The Brigadier put his hand to his forehead that afternoon, waited, and finally got to his feet, crossing his arms behind his back. He walked away around the corner of the hedge. The Young Man lay watching through the window. A little later, when it had become horribly hot, the Brigadier came back to take his siesta. He slept with the same benign expression as he sat all day, the expression of someone whom months of unproductive waiting are slowly bringing to seed. Finally the Young Man’s own eyes closed.
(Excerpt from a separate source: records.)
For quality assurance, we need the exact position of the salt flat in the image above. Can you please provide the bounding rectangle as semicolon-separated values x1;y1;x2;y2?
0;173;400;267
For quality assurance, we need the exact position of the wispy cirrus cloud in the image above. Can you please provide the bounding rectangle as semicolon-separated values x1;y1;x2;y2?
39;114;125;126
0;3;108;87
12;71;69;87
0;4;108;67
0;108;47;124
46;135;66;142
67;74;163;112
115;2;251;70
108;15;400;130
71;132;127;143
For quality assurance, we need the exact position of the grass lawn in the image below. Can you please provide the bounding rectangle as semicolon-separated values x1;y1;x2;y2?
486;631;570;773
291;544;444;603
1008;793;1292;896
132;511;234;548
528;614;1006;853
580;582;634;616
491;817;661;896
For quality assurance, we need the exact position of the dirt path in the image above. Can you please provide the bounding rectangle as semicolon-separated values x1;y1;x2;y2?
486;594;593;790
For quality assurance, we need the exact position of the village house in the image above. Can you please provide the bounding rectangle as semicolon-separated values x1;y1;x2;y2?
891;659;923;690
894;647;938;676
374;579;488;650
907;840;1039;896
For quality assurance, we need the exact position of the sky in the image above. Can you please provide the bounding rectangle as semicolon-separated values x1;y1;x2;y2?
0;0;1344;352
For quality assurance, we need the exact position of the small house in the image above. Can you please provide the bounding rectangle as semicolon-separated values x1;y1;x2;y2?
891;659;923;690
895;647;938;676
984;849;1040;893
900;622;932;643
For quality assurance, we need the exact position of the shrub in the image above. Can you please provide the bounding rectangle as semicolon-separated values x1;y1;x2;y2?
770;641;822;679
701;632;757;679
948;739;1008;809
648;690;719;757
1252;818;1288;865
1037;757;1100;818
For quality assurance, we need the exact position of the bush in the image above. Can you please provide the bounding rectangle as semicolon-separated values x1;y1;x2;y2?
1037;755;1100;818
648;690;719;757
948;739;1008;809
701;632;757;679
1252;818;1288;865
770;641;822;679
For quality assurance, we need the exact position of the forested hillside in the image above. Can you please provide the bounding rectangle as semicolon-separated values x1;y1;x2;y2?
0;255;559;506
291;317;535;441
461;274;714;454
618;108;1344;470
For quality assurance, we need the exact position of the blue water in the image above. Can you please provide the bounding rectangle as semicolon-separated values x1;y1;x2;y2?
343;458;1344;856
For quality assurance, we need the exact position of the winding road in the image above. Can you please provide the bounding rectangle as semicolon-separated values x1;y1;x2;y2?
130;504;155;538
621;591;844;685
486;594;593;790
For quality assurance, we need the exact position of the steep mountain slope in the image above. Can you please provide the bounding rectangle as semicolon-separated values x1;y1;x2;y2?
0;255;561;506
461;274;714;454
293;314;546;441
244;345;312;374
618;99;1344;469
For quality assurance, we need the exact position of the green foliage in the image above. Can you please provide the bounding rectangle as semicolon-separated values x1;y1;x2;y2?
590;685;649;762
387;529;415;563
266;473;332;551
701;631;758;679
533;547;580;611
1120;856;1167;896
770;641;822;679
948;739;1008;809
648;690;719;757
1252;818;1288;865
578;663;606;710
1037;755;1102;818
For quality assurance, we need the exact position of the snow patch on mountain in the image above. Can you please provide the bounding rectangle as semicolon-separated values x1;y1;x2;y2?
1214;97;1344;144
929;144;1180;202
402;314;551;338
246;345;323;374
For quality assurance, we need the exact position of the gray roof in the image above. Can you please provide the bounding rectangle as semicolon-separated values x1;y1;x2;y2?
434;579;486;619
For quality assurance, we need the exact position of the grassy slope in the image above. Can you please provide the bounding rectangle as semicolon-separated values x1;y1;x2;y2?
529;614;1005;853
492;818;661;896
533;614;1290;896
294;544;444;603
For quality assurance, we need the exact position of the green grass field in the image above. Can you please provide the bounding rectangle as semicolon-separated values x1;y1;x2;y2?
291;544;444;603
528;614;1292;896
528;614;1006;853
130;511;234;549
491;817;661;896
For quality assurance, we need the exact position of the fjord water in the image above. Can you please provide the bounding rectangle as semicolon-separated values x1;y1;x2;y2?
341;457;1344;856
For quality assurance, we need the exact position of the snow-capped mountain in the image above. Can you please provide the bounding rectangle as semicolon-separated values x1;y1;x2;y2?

General N.’s guest room had only one large bed, in which the Young Man and the Brigadier both slept. At first the Young Man felt uncomfortable with this arrangement. Like most males from his country, he believed that close and prolonged proximity to an older man might well presage homosexuality. He did not like it when old men held his hand to guide him through the bazaars. He felt as a Pakistani woman might have felt if her husband had taken her hand in public. None of this was right or wrong. He who adapts insufficiently to an alien society is a sort of evolutionary failure, condemned to isolation, sterility and extinction; he who adapts too much defaces the self he was born with. The Young Man, being young, should have adapted substantially; he had less previous self to deny. He did his best. In Karachi he’d met two men who befriended him. They paid for his lunch (nan, oil and curried egg), bought him a leaf-wrapped packet of betel nut to chew, showed him the tomb of Mr. Jinnah, the founder of Pakistan, and took him on a bus ride to Clifton Beach, where in September the giant sea tortoises came to lay their eggs. “It’s a fascinating spectacle on a moonlit night,” the guidebook said. Unfortunately, this was the middle of a 125-degree afternoon (so it seemed) in the middle of June.